W ciągu ostatnich kilku lat Anna i Robert Lewandowscy zrobili zawrotną karierę i stali się jedną z najpopularniejszych (a na pewno najbogatszą) polskich "power couples". Robert udowodnił, że jest nie tylko utalentowanym piłkarzem, ale i świetnym biznesmenem. Zarobioną fortunę stale pomnaża, inwestując w kolejne biznesy, takie jaki luksusowa klinika dla sportowców, portal ślubny czy restauracja na Mazurach. Żona Roberta nie pozostaje w tyle i także wyciska z popularności, ile się da.
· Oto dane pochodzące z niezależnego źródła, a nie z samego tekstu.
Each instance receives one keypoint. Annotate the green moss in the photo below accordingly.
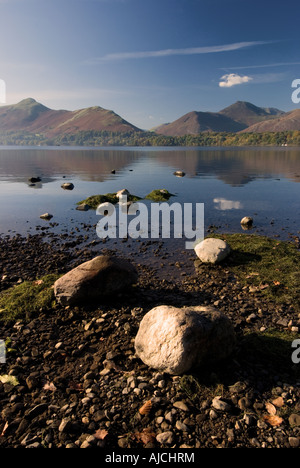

Zarabia m.in. prowadząc bloga, wydając książki i reklamując produkty od sponsorów.
Wielkie bogactwo, jakie spłynęło na Lewandowskich, może być powodem do zazdrości, dlatego małżonkowie robią wiele, aby nikt nie mógł im zarzucić, że nie dzielą się fortuną. Regularnie udzielają się charytatywnie i ponoć łącznie przekazali już na cele dobroczynne ponad milion złotych.
Chętnie biorą też udział w różnego rodzaju akcjach, jak np. ta z września tego roku, kiedy dzięki pieniądzom zebranym na ich urodzinach, wyremontowano oddział rehabilitacji w Centrum Zdrowia Dziecka oraz wsparto klinikę neurochirurgii.
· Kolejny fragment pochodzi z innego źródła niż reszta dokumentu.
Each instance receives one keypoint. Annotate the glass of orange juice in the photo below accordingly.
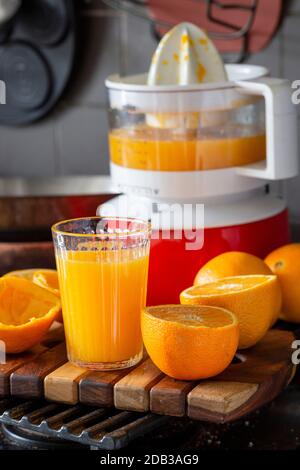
(102, 265)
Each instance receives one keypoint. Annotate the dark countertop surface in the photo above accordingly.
(275, 427)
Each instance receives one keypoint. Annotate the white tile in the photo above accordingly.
(293, 6)
(81, 136)
(293, 192)
(291, 48)
(138, 43)
(270, 56)
(28, 151)
(98, 57)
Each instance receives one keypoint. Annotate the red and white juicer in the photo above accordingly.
(220, 194)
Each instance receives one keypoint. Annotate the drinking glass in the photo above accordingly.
(102, 265)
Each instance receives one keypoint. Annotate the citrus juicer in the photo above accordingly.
(194, 146)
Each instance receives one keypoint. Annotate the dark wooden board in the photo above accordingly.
(256, 377)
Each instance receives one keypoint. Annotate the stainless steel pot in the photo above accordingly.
(28, 208)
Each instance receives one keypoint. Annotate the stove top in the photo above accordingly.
(260, 431)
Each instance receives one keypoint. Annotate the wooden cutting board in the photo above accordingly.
(255, 377)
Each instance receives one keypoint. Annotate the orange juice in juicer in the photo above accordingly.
(201, 145)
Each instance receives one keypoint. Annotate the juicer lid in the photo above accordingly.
(138, 83)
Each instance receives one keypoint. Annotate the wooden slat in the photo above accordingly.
(28, 380)
(14, 362)
(169, 396)
(97, 388)
(61, 385)
(218, 398)
(132, 392)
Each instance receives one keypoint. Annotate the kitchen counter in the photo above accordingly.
(263, 430)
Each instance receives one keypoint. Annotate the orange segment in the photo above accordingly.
(190, 342)
(26, 313)
(46, 278)
(255, 300)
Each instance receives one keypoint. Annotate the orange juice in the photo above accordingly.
(103, 293)
(143, 148)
Dzięki pomocy Lewandowskich odnowiono sale, stworzono dodatkową łazienkę z prysznicem, wymieniono kaloryfery, sufit i okna. Do szpitala wkrótce przyjedzie też nowy sprzęt. Katarzyna Gardzińska, rzecznik prasowy CZD, jest pod wrażeniem dobrego serca i postawy "Lewych".
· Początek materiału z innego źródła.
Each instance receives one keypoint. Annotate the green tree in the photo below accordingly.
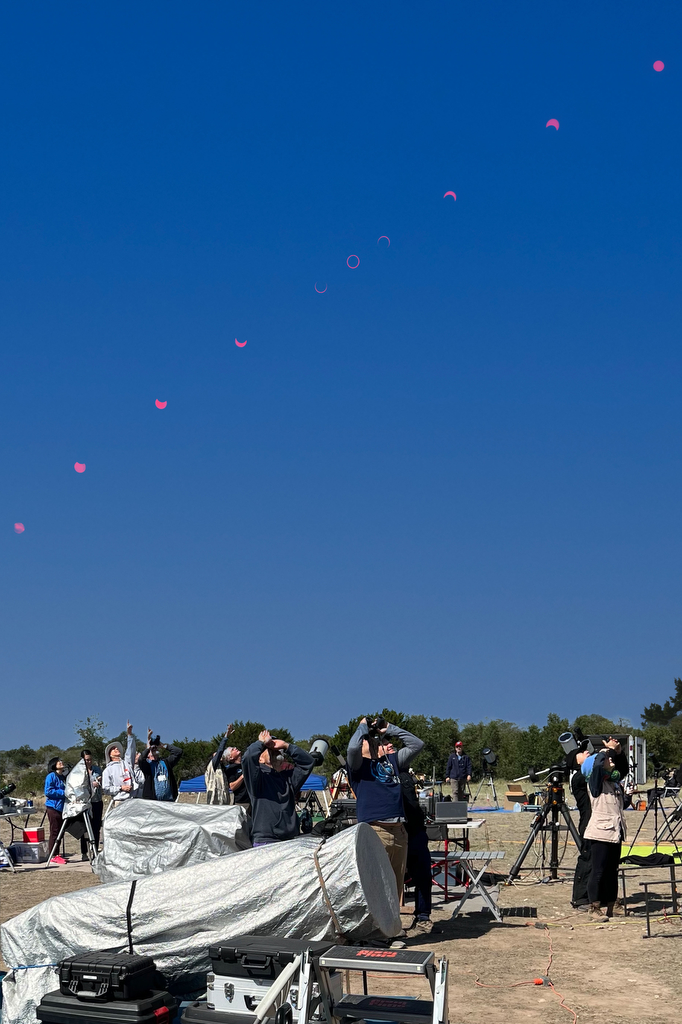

Robert zachęcał do walki, mówił, że trzeba wierzyć i nie można się poddawać. Słowa wypowiadane przez takie osobistości bardzo często trafiają do dzieci. Podczas spotkania z kapitanem reprezentacji i jego żoną doszło do przełomowej chwili. Jeden z pacjentów, w wieku około czterech lat, być może pod wpływem emocji, zaczął chodzić. Były to jego pierwsze kroki - wspomina rzeczniczka.
Oprócz wsparcia finansowego Anna Lewandowska organizuje w klinice warsztaty ze zdrowego odżywiania. Szpitalowi pomaga też drużyna i kibice Legii Warszawa oraz bokserzy z klubu Uniq Fight. Lewandowscy odwiedzają szpital średnio raz na pół roku. Jakiś czas temu w rozmowie z portalem Sportowe Fakty Robert wspominał trudne początki.
To było osiem czy dziewięć lat temu. Bałem się zabierać tam Anię, kobiety bardziej emocjonalnie reagują na wszystko, a to był najcięższy oddział. Sam musiałem po tamtym spotkaniu długo do siebie dochodzić. To były niewinne małe dzieciaki, z cierpieniem na twarzy, po operacjach. To brzmi jak banał, ale takie wizyty przypominają: w życiu są rzeczy ważne i ważniejsze. Jesteśmy ludźmi, mamy swoje emocje i staramy się zrozumieć, co przeżywają te dzieci i ich rodziny. Próbuję pomagać nie tylko finansowo - mówił.
Ponoć Lewandowscy często dzwonią do szpitala i pytają się o zdrowie pacjentów, a nawet pamiętają ich imiona.
Spotkanie z idolem wytwarza w dzieciach ogromne emocje, motywuje do walki z chorobą. Pokazuje dzieciom, że nie są gorsze od zdrowych, a może mają nawet więcej. Będąc w szkole pewnie nie miałyby okazji spotkać się z kimś, kogo podziwiają. Pod względem psychologicznym to bardzo wiele znaczy. Jedna wizyta daje moc na wiele miesięcy - podsumowuje Katarzyna Gardzińska.
Jesteście pod wrażeniem postawy Lewandowskich?